MontrealCorpusTools / PolyglotDB

Language data store and linguistic query API
MIT License
36 stars 13 forks source link

Empty intervals on textgrid tiers not parsed as <SIL> #164

Closed soskuthy closed 2 years ago

soskuthy commented 2 years ago

When importing textgrid corpora (using either the textgrid or the MFA parser), empty intervals are simply skipped during import, not replaced with \<SIL>. This then makes it impossible to enrich the corpus with e.g. utterances, which rely on these intervals.

I've traced the issue praatio: when using tgio.openTextgrid, the keyword argument readRaw=True should be added. I guess this is because praatio has been updated? So the issue could be fixed either by adding the argument in the code for the textgrid parser or by forcing the installation of an earlier version of praatio when setting up polyglotDB.

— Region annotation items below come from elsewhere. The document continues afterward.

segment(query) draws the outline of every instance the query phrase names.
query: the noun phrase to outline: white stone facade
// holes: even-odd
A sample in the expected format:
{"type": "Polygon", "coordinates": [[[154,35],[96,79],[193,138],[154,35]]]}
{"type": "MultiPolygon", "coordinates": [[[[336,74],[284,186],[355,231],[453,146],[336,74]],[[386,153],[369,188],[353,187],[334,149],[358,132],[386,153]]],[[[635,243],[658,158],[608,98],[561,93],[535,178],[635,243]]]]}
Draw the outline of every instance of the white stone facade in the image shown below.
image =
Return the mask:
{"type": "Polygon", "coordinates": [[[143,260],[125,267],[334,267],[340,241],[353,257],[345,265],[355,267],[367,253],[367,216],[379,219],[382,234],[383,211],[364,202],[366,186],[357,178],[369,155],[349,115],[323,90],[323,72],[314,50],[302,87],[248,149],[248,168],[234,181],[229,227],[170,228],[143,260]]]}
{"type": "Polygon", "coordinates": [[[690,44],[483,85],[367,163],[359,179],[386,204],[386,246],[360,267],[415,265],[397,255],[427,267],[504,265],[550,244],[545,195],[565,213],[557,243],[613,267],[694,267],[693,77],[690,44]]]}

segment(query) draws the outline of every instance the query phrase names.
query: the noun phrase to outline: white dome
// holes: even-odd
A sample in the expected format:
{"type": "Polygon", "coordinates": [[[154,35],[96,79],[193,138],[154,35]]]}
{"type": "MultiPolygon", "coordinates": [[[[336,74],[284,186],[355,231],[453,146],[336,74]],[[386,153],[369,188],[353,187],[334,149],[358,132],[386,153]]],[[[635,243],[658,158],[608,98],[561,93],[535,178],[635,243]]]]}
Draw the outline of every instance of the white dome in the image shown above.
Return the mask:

james-tanner commented 2 years ago

I see that this issue has been addressed in the change to praatIO 5.0 and now includes a includeEmptyIntervals argument to openTextgrid. It may be worth upgrading praatIO in Polyglot but would involve some (small) code changes to account for the renaming of classes. Alternative is to do as you've said and use readRaw=True in praatIO < 5.0.

@mmcauliffe Which would be preferable?

mmcauliffe commented 2 years ago

Updated it to use the newer version of praatIO, so it should be good now.